La pêche, ses enchantements, ses fanfaronnades et ses clandestinités, ses résistances à l’oppression. Avec un humour ravageur, Comment j’ai rencontré les poissons dresse un portrait doux-amer du père du narrateur, de ses enthousiasmes mais aussi de chacune des menaces de l’époque. Ota Pavel livre une série d’instantanées joyeux et donc d’une gravité insidieusement distillée.
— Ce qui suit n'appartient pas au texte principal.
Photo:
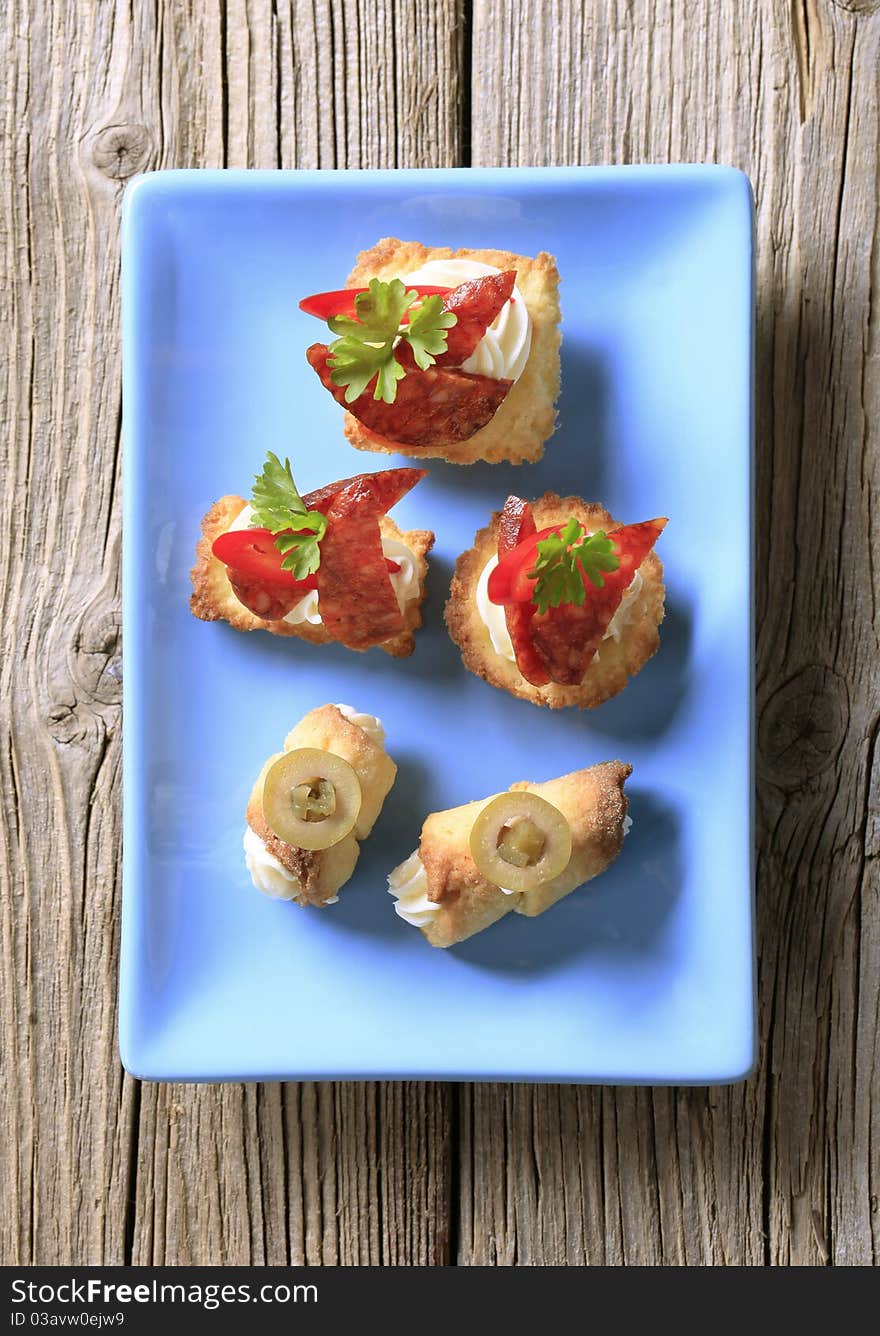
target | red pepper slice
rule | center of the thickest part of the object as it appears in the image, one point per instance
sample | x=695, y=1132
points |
x=379, y=490
x=517, y=525
x=509, y=581
x=253, y=556
x=253, y=552
x=325, y=305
Il est de rares livres joyeux : peu nombreux sont les romans qui savent restituer l’enthousiasme et sa liberté fondamentale. Une insouciance canaille et braconnière, une façon de frayer avec la vie, de redonner à l’enfance sa part de peur, d’admiration. Une manière aussi de savoir que parler des jours heureux se fait au prix de leur sacrifice. En de courts chapitres, Comment j’ai rencontré les poissons insuffle un véritable enthousiasme dans un regard sur les frasques du père, son bagout et son désir de tout sacrifier à la pêche. Leo, le père est vendeur chez Electrolux, il refourgue des aspirateurs même où il n’y a pas de raccordement à l’électricité. La Tchécoslovaquie d’avant-guerre, une image de la prospérité. Une vision surtout de la camaraderie dont jamais ne se départira tout le roman dans son art assuré du portrait. La vie telle qu’elle coule, très fort, belle et cruelle. Un enfant découvre la pêche, reçoit sa première canne, celle que rien jamais ne remplacera.
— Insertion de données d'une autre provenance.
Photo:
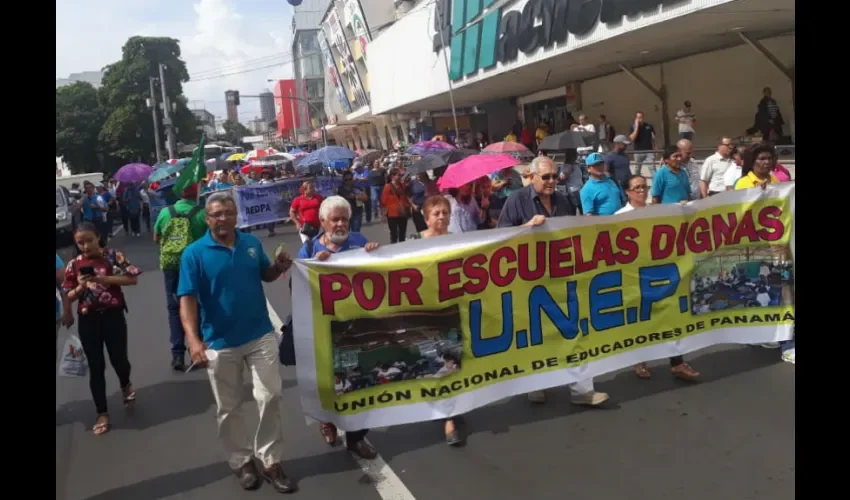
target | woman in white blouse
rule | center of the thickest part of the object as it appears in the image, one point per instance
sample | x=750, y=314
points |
x=637, y=190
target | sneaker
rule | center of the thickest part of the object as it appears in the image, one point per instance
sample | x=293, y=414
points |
x=591, y=398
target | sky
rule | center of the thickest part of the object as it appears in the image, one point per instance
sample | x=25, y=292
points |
x=226, y=44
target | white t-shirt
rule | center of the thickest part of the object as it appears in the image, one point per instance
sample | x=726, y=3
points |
x=731, y=176
x=627, y=208
x=686, y=120
x=713, y=169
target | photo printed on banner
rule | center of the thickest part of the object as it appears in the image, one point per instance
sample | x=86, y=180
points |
x=737, y=278
x=373, y=351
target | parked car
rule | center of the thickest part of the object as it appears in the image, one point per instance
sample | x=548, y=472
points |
x=67, y=214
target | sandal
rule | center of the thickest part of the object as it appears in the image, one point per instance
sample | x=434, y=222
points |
x=329, y=432
x=129, y=396
x=101, y=425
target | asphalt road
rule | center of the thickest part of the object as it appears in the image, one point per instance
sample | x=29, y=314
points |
x=731, y=436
Voilà qui pourrait fleurer la naïveté, une nostalgie idiote dans sa cohorte d’idéalisation. Très vite, comme un mauvais présage apparaît cette conscience de la perte : « Nous ne reviendrons plus ici. Le carnaval des enfants est terminé.» Derrière sa frime, sa joie, le roman dessine alors le portrait d’une autre Tchécoslovaquie. Doucement, le thème de la judéité s’impose. La Déportation est alors traité dans un sourire tragique. La pêche devient une survie. L’entraide malgré tout et le poissons de légende dont le narrateur se trouvera dépouiller. Ota Pavel fait alors preuve d’un art très sûr du non-dit. On effleure les drames, on les couvre d’un sourire. On supporte malgré tout les excentricités, comme le fera toujours sa femme, puisque c’est peut-être la seule façon de s’en sortir. La judéité (du père mais non de la mère) sera aussi une très belle façon de traiter la période communiste : Leo s’y engage avec sa ferveur habituelle avant que ne vienne la déception. Toujours si habilement décrite dans des récits animaliers, une histoire de porcs puis de lapin. Pour le père, le communisme c’est l’espoir de voir son identité juive gommé. Elle ressortira peut-être par ce qui est resté comme le complot des médecins ou l’antisémitisme soviétique se voyait dévoiler. De tout cela Ota Pavel parvient à rire. On se laisse emporter par ce roman dont je ne parviens – le contexte d’un confinement dont l’angoissante incurie politique me rattrape – à rendre suffisamment compte. Lisez ce livre profond et drôle pour en découvrir le sombre point aveugle qui permettra d’affirmer : « Je sais désormais ce qui attire la plupart des gens, ce n’est pas seulement la quête du poisson, mais la solitude des temps révolus, le besoin d’entendre une fois encore l’appel de l’oiseau et du gibier, d’entendre encore tomber les feuilles d’automne. »
Un grand merci aux éditions Folio pour l’envoi de ce roman.
Comment j’ai rencontré les poissons (trad : Barbora Faure, 276 pages, 7 euros 50). Le livre est disponible en version numérique.